Drug Guide
Avalglucosidase Alfa-ngpt
Classification
Therapeutic: Enzyme Replacement Therapy
Pharmacological: Hydrolase enzyme
FDA Approved Indications
- Pompe disease in pediatric and adult patients
Mechanism of Action
Avalglucosidase alfa is a recombinant human GAA (acid alpha-glucosidase) enzyme that replaces the deficient enzyme in patients with Pompe disease, helping to break down glycogen accumulated in tissues.
Dosage and Administration
Adult: The recommended dosage varies; clinical approval typically involves weight-based dosing administered via intravenous infusion every two weeks.
Pediatric: Dosing in pediatric patients is typically weight-based and administered every two weeks, following specific guidelines per FDA approval.
Geriatric: Dosing adjustments are generally based on clinical response and tolerability; no specific age-related dose recommended.
Renal Impairment: No specific adjustments are generally necessary; monitor renal function.
Hepatic Impairment: No specific adjustments required; monitor liver function as appropriate.
Pharmacokinetics
Absorption: Administered intravenously; absorption not applicable.
Distribution: Widely distributed in body tissues, with a large volume of distribution.
Metabolism: Metabolized by cellular pathways, typical for recombinant enzymes.
Excretion: Excreted via lysosomal degradation pathways.
Half Life: Approximately 30 to 40 hours, depending on the patient.
Contraindications
- Hypersensitivity to avalglucosidase alfa or any component of the formulation.
Precautions
- Monitor for infusion-associated reactions, allergic reactions, and hypersensitivity. Use caution in patients with a history of allergies.
Adverse Reactions - Common
- Infusion site reactions (Common)
- Headache, fever, back pain (Common)
- Nausea, vomiting (Common)
Adverse Reactions - Serious
- Anaphylaxis (Rare)
- Severe allergic reactions or hypersensitivity (Rare)
Drug-Drug Interactions
- Concurrent use of other immunomodulatory drugs may increase risk of hypersensitivity.
Drug-Food Interactions
- No specific interactions noted.
Drug-Herb Interactions
- No known interactions.
Nursing Implications
Assessment: Monitor for infusion reactions, hypersensitivity, and respiratory status during and after infusion.
Diagnoses:
- Risk for allergic reaction related to hypersensitivity.
- Impaired tissue perfusion related to adverse reactions.
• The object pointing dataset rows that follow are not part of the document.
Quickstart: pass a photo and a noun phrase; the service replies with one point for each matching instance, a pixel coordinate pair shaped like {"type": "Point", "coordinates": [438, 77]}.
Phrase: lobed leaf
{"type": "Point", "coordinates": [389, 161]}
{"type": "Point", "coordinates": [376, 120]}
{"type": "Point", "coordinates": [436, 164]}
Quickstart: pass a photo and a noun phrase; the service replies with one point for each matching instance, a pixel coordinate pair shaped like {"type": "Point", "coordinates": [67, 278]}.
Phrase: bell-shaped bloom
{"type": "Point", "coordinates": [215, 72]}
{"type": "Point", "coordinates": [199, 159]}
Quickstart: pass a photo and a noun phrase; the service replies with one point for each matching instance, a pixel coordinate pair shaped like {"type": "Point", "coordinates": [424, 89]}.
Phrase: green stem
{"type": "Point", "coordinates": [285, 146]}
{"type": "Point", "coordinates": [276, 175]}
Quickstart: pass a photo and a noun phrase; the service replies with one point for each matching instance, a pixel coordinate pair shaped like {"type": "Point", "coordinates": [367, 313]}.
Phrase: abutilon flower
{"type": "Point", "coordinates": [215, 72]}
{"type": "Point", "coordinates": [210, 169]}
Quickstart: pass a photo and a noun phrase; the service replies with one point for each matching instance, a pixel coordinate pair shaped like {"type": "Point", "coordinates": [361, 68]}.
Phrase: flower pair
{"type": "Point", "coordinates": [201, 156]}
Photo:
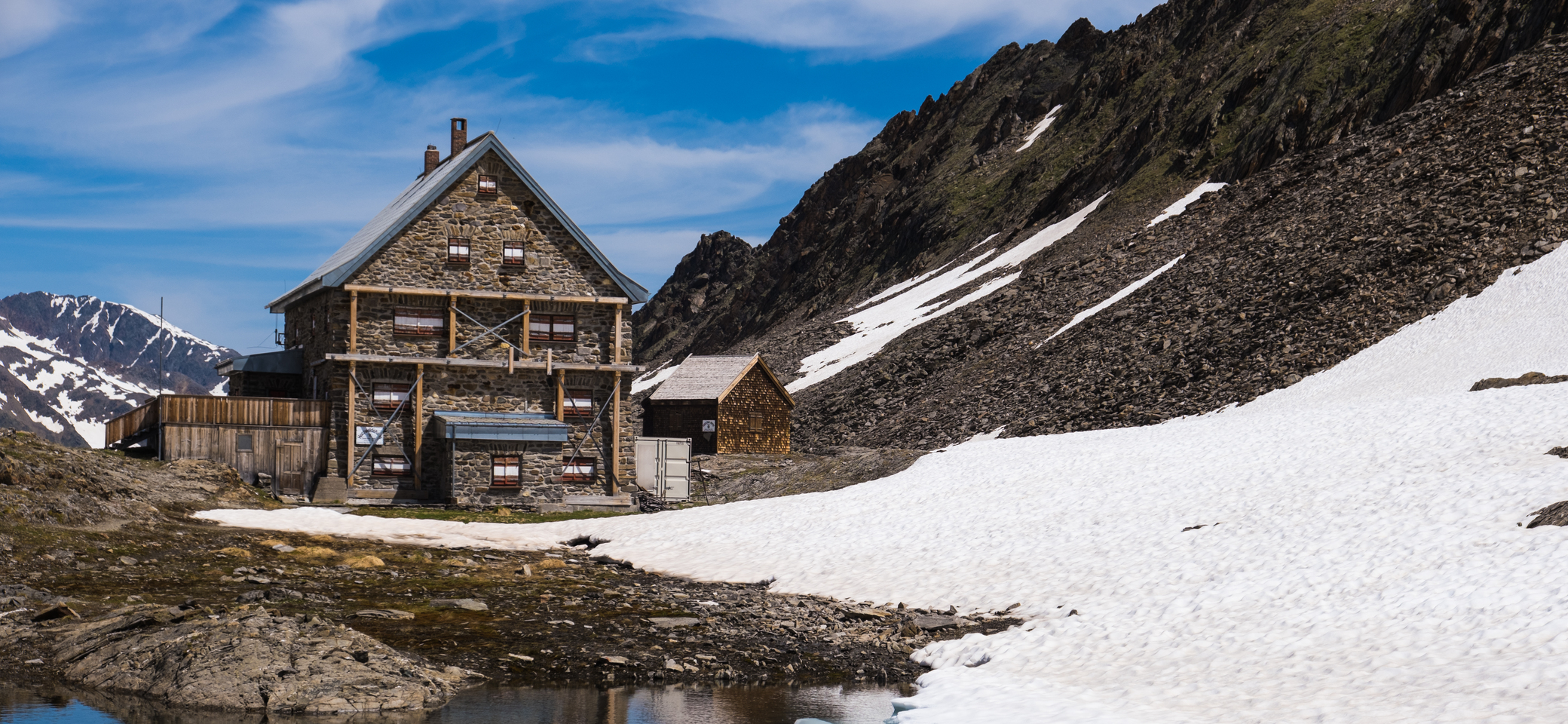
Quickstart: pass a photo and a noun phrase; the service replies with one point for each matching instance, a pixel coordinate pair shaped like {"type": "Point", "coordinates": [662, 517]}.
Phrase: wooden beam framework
{"type": "Point", "coordinates": [452, 325]}
{"type": "Point", "coordinates": [550, 366]}
{"type": "Point", "coordinates": [615, 436]}
{"type": "Point", "coordinates": [618, 308]}
{"type": "Point", "coordinates": [348, 474]}
{"type": "Point", "coordinates": [485, 295]}
{"type": "Point", "coordinates": [419, 425]}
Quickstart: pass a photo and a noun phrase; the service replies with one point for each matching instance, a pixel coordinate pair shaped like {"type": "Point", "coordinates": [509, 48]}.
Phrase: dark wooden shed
{"type": "Point", "coordinates": [725, 405]}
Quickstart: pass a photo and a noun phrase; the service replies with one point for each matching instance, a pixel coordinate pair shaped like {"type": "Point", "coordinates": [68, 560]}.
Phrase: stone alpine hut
{"type": "Point", "coordinates": [471, 344]}
{"type": "Point", "coordinates": [725, 405]}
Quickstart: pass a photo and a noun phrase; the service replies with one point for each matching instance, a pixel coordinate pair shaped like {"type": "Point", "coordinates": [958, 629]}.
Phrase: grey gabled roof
{"type": "Point", "coordinates": [419, 195]}
{"type": "Point", "coordinates": [280, 363]}
{"type": "Point", "coordinates": [712, 378]}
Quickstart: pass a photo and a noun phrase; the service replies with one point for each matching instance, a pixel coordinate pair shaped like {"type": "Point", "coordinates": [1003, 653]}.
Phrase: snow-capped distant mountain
{"type": "Point", "coordinates": [69, 364]}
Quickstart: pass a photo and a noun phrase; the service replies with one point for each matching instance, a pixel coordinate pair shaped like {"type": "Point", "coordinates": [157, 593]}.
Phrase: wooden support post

Implementation: Administer via certified infusion protocols, premedicate as necessary, and monitor vital signs closely during infusion.
Evaluation: Assess patient response, monitor for adverse reactions, and adjust therapy accordingly.
Patient/Family Teaching
- Report any signs of allergic reactions such as rash, itching, swelling, or difficulty breathing.
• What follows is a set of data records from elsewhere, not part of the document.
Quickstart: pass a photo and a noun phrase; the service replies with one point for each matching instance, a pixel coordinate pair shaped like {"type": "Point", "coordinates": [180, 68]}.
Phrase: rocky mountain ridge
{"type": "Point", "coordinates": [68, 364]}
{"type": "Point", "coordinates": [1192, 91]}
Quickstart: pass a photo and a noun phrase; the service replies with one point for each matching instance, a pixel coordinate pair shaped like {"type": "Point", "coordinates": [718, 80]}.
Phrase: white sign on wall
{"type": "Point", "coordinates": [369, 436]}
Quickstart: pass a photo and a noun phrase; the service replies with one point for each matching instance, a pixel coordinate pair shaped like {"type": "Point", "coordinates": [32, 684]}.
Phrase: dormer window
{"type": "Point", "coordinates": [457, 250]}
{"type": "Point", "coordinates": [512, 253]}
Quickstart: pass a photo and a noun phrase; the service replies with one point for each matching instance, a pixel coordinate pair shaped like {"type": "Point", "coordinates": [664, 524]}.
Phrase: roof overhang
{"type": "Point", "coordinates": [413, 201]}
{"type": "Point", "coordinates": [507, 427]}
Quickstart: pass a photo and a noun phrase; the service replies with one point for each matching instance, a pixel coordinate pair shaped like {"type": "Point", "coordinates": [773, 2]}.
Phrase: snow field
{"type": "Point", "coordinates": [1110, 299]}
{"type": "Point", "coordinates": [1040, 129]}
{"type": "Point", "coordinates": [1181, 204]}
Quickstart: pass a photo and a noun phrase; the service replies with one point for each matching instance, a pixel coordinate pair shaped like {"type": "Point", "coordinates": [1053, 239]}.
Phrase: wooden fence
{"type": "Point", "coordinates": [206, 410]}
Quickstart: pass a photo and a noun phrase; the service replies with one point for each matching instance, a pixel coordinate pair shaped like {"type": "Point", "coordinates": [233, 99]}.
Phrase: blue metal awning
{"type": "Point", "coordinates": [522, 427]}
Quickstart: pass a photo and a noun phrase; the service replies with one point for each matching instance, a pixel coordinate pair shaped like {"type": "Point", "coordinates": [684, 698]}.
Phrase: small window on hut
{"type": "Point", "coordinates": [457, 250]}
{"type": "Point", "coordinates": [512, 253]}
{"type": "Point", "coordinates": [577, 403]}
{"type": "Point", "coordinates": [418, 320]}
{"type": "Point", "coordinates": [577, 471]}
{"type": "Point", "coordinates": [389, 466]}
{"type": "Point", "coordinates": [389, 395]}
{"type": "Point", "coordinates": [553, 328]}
- Take the medication exactly as prescribed, and attend all scheduled infusions.
- Notify healthcare provider of any new or unusual symptoms.
Special Considerations
Black Box Warnings:
- Potential for severe allergic (hypersensitivity) reactions.
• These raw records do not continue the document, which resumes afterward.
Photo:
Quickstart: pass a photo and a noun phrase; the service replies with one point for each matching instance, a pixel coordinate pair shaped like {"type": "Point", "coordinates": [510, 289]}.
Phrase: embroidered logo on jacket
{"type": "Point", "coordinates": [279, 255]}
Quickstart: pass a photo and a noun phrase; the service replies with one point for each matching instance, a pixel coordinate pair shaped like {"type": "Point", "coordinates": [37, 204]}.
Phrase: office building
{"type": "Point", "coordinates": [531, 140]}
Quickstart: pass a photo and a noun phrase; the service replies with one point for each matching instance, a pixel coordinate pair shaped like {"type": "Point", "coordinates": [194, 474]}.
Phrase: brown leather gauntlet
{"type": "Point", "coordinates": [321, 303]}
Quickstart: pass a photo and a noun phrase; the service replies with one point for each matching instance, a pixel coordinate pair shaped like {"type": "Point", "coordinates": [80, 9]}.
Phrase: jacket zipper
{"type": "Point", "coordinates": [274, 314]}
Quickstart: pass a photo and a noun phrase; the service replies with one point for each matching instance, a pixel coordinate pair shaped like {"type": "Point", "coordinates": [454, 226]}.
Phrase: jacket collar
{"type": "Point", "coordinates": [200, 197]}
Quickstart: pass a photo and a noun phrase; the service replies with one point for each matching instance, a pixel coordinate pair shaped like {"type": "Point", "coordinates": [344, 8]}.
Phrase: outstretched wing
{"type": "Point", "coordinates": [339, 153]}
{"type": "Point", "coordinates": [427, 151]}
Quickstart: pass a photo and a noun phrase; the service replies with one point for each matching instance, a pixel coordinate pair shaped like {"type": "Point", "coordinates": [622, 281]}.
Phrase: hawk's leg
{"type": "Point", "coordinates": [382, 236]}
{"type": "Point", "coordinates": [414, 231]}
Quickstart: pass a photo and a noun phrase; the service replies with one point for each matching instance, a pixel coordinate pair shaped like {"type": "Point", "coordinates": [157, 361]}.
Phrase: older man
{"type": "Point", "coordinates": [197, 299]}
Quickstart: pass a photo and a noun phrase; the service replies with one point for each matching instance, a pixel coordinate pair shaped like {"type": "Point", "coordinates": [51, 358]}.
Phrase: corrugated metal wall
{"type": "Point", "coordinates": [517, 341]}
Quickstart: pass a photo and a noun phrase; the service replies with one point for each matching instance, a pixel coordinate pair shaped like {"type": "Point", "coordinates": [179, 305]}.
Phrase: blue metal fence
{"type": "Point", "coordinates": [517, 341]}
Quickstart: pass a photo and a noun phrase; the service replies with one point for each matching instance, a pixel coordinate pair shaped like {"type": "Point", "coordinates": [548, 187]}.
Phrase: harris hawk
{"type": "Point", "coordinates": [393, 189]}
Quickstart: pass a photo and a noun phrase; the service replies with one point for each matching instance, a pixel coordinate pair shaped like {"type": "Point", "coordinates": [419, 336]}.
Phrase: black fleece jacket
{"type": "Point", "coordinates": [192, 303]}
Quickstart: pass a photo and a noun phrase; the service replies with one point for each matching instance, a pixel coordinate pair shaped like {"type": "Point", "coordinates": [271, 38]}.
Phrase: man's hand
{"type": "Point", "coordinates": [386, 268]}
- Monitor closely during infusions.
Genetic Factors: Patients with GAA gene mutations may exhibit variable responses.
Lab Test Interference: May interfere with assays measuring GAA activity.
Overdose Management
Signs/Symptoms: Signs of overdose may include allergic reactions, hypersensitivity, or infusion reactions.
Treatment: Discontinue infusion, provide supportive care, administer antihistamines or epinephrine as indicated, and provide emergency interventions if needed.
Storage and Handling
Storage: Store vials refrigerated at 2-8°C; do not freeze.
Stability: Stable until expiration date when stored properly. After reconstitution, use immediately or store refrigerated and use within specified time.